ConcatenatePagesWith,Digit,StartsWith

Employee From Count
1033 1 1,370
1337 1 1,347
1619 1 1,414
1947 1 2,035
1952 1 1,663
1981 1 1,444
1985 1 1,992
4311 1 1,693
8004 1 2,249

We then perform a simple pivot to get the digits across the columns. This gives us a table profiling each employee and the number of times they had amounts starting with each digit.
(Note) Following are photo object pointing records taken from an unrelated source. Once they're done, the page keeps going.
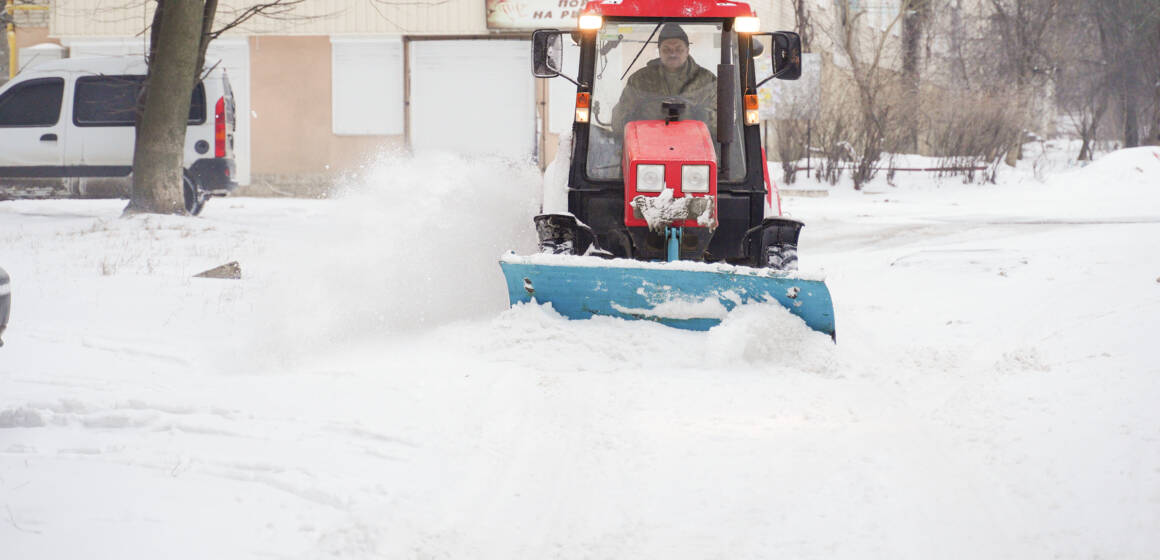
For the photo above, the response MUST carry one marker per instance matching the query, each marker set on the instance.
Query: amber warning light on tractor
(744, 24)
(582, 100)
(591, 21)
(751, 110)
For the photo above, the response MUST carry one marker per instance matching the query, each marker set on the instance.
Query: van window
(111, 101)
(33, 103)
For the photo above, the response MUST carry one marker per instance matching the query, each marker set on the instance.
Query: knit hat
(673, 31)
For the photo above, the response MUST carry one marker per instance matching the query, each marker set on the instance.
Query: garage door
(231, 53)
(473, 97)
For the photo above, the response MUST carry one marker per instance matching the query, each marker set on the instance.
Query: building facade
(326, 87)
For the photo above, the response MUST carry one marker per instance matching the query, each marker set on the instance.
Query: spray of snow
(413, 245)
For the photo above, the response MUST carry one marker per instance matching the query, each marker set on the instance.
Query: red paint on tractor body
(667, 8)
(672, 145)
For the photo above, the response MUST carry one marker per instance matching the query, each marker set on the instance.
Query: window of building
(33, 103)
(367, 86)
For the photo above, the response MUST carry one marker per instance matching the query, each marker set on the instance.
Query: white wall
(367, 82)
(472, 96)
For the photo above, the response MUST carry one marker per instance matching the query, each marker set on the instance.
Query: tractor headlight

SwapTextColumnWithColumn,From

Employee 1 2 3 4 5 6 7 8 9
1033 1,370 807 571 442 364 306 265 234 210
1337 1,347 793 557 422 353 302 264 231 206
1619 1,414 837 594 456 377 317 275 243 218
1947 2,035 1,197 844 658 537 455 393 351 309
1952 1,663 983 692 538 440 369 321 284 253
1981 1,444 859 608 487 378 321 273 245 218
1985 1,992 1,172 829 644 530 444 385 337 305
4311 1,693 992 705 540 445 378 329 287 260
8004 2,249 1,315 938 728 592 503 431 384 343
8136 1,579 927 654 572 414 353 305 271 245

Converting each row into a ratio of the row total, we have the proportion of each employee's amounts that started with each digit.
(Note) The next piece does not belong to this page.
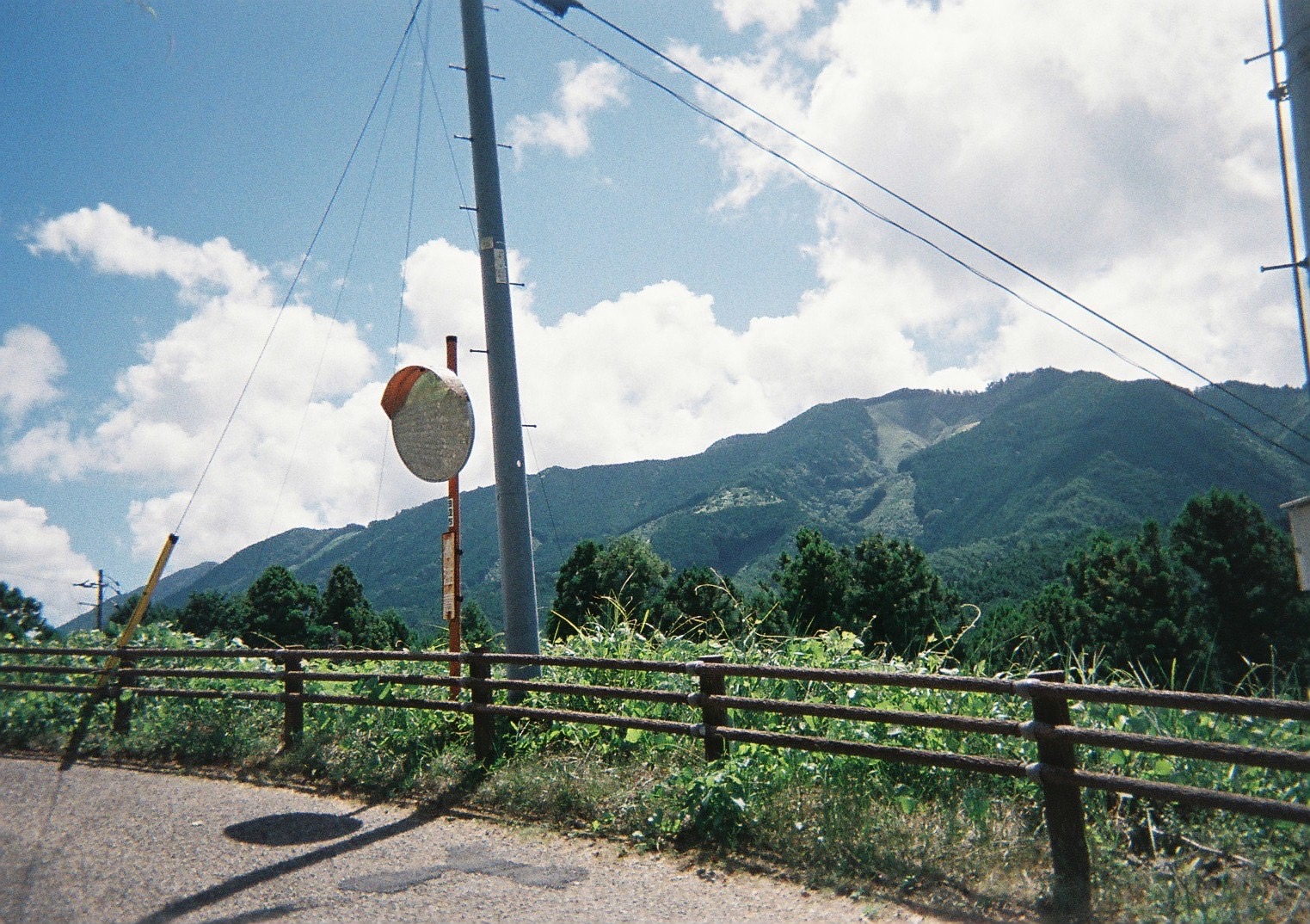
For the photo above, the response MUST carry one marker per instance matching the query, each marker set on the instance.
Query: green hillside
(996, 485)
Compare,ToAxis,Ratio,Sum,Row,,,-1,-1,0,0,False,False,30,

These results can now be compared to the theoretical or ideal value for each digit, loaded as a separate ('Target') page. This comparison can be expressed as percentage of the target, where 100 is a perfect match.   

Compare,ToARow,PercentOf,Actual,Row,Target,,Target,-1,0,0,True,False,1,

With nextanalytics, we can also easily create arbitrary alert levels, such as plus or minus 2.5 or 5 percent. Simple steps that make the headlines stand out on the page.
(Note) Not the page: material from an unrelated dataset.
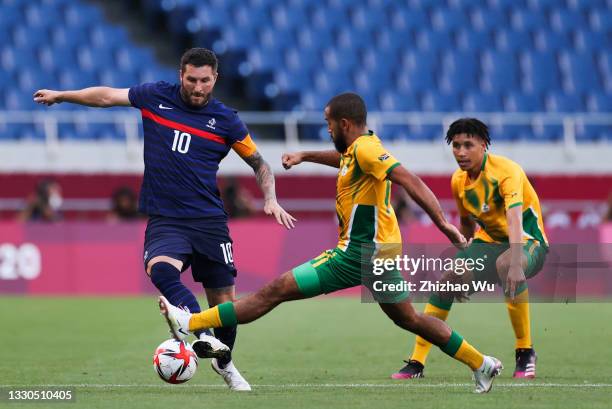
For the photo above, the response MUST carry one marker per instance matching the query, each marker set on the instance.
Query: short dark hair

Employee 1 2 3 4 5 6 7 8 9
1033 100 100 100 100 101 100 100 100 100
1337 100 101 100 97 100 101 102 101 101
1619 99 100 100 99 101 100 100 100 101
1947 100 100 100 100 100 100 100 101 100
1952 100 101 100 100 100 99 100 100 100
1981 99 101 101 104 99 99 97 99 99
1985 100 100 100 100 101 100 100 99 100
4311 100 100 100 99 100 100 101 100 101
8004 100 100 100 100 100 100 99 100 100
8136 99 99 98 111 98 99 99 100 101

That is all there is.  Got another dataset, simply change one line to import the data - the rest of the project runs as is.